C'est la dernière fois que j'écris dans ce journal. Je n'en vois plus trop l'intérêt. Même Anne Frank a du s'arrêter un jour. Si par miracle, quelqu'un le lisait, sachez juste que j'ai fait de mon mieux.
Ariette R.
ps : j'hésite mais on ne sait jamais. Vous êtes peut-être un envoyé de Dieu. Si l'envie vous prenait de venir me sauver, sachez que je suis dans une cave, dans une maison située au 18315 Thicket Grove Rd, Houston. Arel est de moins en moins prudent avec moi, alors j'en ai profité pour lui voler une de ses factures. Voilà.
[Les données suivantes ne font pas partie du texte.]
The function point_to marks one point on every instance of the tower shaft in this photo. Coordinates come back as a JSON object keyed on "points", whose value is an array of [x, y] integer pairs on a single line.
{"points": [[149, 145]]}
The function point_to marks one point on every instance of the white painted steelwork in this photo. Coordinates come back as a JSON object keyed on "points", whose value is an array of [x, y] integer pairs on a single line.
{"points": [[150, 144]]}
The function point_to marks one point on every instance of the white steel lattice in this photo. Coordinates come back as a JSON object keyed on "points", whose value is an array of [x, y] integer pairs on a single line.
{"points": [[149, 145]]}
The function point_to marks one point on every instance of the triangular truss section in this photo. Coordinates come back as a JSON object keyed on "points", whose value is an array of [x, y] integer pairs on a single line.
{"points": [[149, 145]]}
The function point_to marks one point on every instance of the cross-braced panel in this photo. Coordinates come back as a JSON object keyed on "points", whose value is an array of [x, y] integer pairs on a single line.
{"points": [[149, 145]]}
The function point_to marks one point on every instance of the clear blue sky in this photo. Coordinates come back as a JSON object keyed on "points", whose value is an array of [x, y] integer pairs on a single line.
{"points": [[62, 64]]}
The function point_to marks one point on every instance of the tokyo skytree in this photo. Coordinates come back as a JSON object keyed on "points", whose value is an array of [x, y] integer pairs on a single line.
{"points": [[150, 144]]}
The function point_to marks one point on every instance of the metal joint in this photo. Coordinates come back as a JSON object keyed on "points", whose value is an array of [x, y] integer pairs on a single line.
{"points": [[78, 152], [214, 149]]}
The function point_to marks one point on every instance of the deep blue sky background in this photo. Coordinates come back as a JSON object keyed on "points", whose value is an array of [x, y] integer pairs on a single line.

Je ne vois pas ce que je pourrai dire d'autre.
Je referme le journal avec précipitation. Il n'y a plus de doutes. Elles se trouvent bien ici. Cette dernière entrée date de la veille. Mes yeux se posent sur les morceaux de verres brisés. Maintenant que je regarde bien, je crois apercevoir des gouttes de...Se pourrait-il que... ? Mon Dieu! Que dois-je faire ? Arel Torcas n'est toujours pas de retour. Dois-je aller appeler la police et revenir ? Une des paroles de ma mère me revient subitement en mémoire: « quand on a l'occasion de faire le bien, et qu'on ne le fait pas, on le paiera tôt ou tard. » Non, je ne peux pas les abandonner. Je ne veux pas avoir leurs morts sur la conscience.
Je fouille mes poches. Mon téléphone est resté dans ma voiture. Je n'ai pas le choix. Je dois essayer de les libérer moi-même. C'est maintenant ou jamais.